Por su parte, las defensas intentaron demostrar el peso diferencial de las responsabilidades de cada comandante; adujeron la validez de la Ley de Autoamnistía; denunciaron el carácter político del juicio; justificaron lo actuado como resultado de la “guerra antisubversiva”; atribuyeron al gobierno peronista la intervención militar contra la subversión, y postularon que las desapariciones empezaron en ese período pero descalificaron a los testigos que denunciaron las sucedidas durante la dictadura.

El 9 de diciembre de 1985, el tribunal sentenció que los comandantes, contando con instrumentos legales, ejecutaron una represión ilegal con procedimientos clandestinos pero desestimó la existencia de una conducción unificada. Por ello, determinó condenas disímiles para los generales Jorge Videla y Roberto Viola, los almirantes Emilio Massera y Armando Lambruschini y el brigadier Orlando Agosti, absolviendo a los otros cuatro acusados. En cambio, el punto 30 del fallo extendió la acción penal contra los oficiales superiores y contra quienes tuvieron responsabilidad operativa y cometieron hechos aberrantes contrariando la voluntad oficial de limitar la acción judicial.

Por ello, en abril de 1986, el Ministerio de Defensa instruyó a los fiscales para que sólo continuaran analizando casos en los que “los subordinados actuaron con error insalvable” ante órdenes superiores, iniciativa rechazada por la Cámara Federal. En diciembre de 1986, el Ejecutivo envió al Congreso el proyecto de Punto Final, el cual establecía que, tras sesenta días, se extinguirían las causas de aquellos no citados a declarar. La ley fue aprobada el 26 de diciembre de 1986. Pero, antes de expirar este plazo, los organismos de derechos humanos presentaron centenares de casos ante las cámaras federales. En abril de 1987, un oficial citado a declarar se refugió en un cuartel militar iniciando la sublevación de un sector del Ejército, los “carapintadas”, opuesto a los juicios y a su conducción. Ciento cincuenta mil personas, reunidas en la Plaza de Mayo, rechazaron la sublevación. Tras ello, el Gobierno envió al Congreso un nuevo proyecto de ley de Obediencia Debida, que consideraba todo acto, excepto la sustitución del Estado civil, la sustracción de menores y la usurpación de propiedad, como ejecutados bajo estado de coerción y subordinación a órdenes superiores. Pese a la aprobación de la ley, en mayo de 1987, Alfonsín enfrentó dos nuevas rebeliones en enero y diciembre de 1988. La conjunción de estas tensiones contribuyó a menguar la base electoral de Alfonsín, que entregó el gobierno, anticipadamente, al peronista Carlos Menem, en julio de 1989, quien un año después indultó a las Juntas militares.

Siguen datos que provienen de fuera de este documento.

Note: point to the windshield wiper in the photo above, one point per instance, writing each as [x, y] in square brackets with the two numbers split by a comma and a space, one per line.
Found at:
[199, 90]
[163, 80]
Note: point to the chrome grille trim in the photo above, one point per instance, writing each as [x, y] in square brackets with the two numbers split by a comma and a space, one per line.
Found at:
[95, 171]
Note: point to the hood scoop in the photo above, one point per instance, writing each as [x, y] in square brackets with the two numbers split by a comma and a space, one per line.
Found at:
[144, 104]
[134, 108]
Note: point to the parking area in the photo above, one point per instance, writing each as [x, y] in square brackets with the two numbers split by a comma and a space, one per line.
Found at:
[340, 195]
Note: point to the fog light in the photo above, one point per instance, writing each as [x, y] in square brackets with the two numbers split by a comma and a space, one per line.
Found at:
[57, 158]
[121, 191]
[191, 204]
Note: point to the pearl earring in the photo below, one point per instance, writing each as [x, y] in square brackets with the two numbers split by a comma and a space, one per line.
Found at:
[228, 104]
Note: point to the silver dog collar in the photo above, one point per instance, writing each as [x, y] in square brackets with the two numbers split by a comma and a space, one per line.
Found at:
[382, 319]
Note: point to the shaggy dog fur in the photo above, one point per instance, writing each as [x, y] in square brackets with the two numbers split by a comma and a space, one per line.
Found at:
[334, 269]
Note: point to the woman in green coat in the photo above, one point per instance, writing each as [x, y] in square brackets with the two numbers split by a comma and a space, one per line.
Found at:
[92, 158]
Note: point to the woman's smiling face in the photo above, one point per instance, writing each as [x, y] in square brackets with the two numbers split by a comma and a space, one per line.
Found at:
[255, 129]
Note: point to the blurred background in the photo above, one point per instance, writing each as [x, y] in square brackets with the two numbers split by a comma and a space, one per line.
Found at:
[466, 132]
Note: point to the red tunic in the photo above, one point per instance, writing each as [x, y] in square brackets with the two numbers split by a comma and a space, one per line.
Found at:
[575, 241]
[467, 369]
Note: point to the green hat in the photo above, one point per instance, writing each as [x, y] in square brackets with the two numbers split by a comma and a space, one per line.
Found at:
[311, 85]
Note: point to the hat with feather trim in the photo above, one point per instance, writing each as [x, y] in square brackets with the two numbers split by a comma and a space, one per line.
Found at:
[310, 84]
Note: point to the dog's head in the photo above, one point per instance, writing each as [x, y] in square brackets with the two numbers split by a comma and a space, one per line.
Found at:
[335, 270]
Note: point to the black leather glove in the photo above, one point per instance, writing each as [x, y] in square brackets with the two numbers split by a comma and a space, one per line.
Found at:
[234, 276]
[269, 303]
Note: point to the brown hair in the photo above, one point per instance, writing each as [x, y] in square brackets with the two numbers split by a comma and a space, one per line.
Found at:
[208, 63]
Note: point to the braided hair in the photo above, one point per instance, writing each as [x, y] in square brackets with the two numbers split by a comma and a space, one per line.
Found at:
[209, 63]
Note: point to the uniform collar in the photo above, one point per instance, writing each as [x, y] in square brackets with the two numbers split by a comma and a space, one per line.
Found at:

Pese al fracaso de su política de derechos humanos, la investigación de la Conadep y el Juicio a las Juntas desafiaron las creencias de los analistas de la época que consideraban riesgoso ajustar las cuentas con el pasado. Aún hoy, las pruebas reunidas entonces son claves para elaborar la verdad, materializar la justicia y ejercer la memoria de los crímenes de Estado ante los cuales, una y otra vez, la sociedad argentina, en su gran mayoría, repite Nunca Más.